Nosotros, los gallegos, eso sí, con el mayor respeto, solemos contar chistes de portugueses; los argentinos los cuentan de nosotros, los gallegos, y yo, que soy gallego y navegué con vascos en el “Monte Altube” –el capitán lo era, el primer oficial también, lo mismo que el segundo, pues el tercero era yo, natural de Allariz, cosecha del 45-, me los sé casi todos acerca de ellos y no saben cuánto es lo que me río al oírmelos contar cada vez que puedo.

En eso soy como los chinos que no cuentan los chistes para que se rían sus oyentes sino para reírse ellos mismos cada vez que cuentan uno malo, mejor cuánto más malo sea, y puedan contemplar la cara de estupefacción que ponen al no comprender en dónde está la gracia.

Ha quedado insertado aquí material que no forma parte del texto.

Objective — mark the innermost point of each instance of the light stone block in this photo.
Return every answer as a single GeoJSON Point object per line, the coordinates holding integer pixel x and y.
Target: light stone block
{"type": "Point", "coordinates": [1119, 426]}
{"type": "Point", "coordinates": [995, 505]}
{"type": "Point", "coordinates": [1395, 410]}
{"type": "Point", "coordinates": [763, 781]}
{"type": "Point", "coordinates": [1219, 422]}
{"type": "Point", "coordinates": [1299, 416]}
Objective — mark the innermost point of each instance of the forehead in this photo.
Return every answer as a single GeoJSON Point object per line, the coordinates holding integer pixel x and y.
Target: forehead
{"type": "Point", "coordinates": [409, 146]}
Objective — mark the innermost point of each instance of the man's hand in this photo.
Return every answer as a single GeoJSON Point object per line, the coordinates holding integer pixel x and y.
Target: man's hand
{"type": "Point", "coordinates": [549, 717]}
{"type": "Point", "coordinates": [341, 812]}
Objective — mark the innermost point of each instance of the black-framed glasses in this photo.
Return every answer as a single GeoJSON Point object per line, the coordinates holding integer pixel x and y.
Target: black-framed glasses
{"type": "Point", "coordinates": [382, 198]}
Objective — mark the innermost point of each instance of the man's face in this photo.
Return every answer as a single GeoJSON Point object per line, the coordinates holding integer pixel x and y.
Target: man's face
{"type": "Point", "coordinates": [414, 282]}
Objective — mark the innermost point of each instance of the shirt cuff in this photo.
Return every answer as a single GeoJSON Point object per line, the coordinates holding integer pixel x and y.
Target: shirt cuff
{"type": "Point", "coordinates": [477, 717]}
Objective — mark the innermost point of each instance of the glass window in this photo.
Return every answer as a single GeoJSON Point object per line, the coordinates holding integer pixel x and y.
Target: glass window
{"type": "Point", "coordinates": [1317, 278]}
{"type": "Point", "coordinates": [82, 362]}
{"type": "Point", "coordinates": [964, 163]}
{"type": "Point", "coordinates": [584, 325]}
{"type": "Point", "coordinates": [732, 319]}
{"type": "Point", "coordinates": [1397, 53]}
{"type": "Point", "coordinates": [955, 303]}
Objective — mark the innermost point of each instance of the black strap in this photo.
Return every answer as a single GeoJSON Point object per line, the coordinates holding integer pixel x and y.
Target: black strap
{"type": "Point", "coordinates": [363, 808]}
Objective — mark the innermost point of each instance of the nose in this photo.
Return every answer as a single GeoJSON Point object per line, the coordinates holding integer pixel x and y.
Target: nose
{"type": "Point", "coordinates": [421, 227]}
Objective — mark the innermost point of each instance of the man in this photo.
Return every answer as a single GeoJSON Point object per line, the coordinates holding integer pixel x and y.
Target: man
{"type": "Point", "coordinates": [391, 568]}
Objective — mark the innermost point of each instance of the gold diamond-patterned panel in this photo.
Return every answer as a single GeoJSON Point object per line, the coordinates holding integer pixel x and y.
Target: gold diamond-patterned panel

En resumen y por concluir de algún modo pues esto podría alargarse sin solución de continuidad alguna: los franceses suelen contarse chistes en los que los protagonistas acostumbran a ser belgas, gentes estas sobre las que no tienen un gran concepto, es decir, que piensan de ellos como nosotros lo hacemos de los portugueses, los argentinos lo hacen de nosotros, los chinos de los japoneses y así hasta caer rendidos.

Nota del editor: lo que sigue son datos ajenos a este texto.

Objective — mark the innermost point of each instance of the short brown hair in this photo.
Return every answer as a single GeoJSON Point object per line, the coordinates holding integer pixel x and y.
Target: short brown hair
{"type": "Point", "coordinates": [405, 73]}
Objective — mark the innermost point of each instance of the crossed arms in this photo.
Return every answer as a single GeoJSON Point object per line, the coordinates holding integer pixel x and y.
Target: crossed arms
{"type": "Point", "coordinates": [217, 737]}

Pues bien, esos belgas, gentes que, al parecer de los franceses, tiran más bien a tontos que a otra cosa, se han tirado quinientos y pico días carentes de gobierno. Les sucedió durante los años más duros de la crisis económica que todavía atravesamos de modo que nadie pudo aplicar las medidas económicas que, como aquí, salvasen la patria belga de los embates que aquí se han cargado a nuestra clase media y hundido a una enorme minoría del país en la pobreza. ¿Resultado? Al no poder haber sido aplicadas las medidas necesarias, el país ha caminado por si sólo, sus gentes no han padecido recortes y hoy pueden presentarse como una sociedad estable y saneada. ¿Verdad que tiene gracia?

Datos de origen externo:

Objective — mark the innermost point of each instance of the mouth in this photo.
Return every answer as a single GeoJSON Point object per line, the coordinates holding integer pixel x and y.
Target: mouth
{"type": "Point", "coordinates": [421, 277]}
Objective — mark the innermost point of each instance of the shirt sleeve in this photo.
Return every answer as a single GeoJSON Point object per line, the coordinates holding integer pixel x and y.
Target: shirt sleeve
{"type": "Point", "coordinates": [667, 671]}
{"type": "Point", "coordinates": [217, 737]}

No me dirán que este no es un buen chiste. Su gracia está en que demuestra que, allí en donde se aplicaron las medidas dictadas por una pandilla de secuaces de si mismos, se enriquecieron unos pocos y se empobrecieron unos muchos, gracias a haber sido salvador por aquellos. Aquí no se ríe el que no quiere. Lean como yo lo hago. Ja, ja, ja! ¡Ay, qué risa, María Luisa!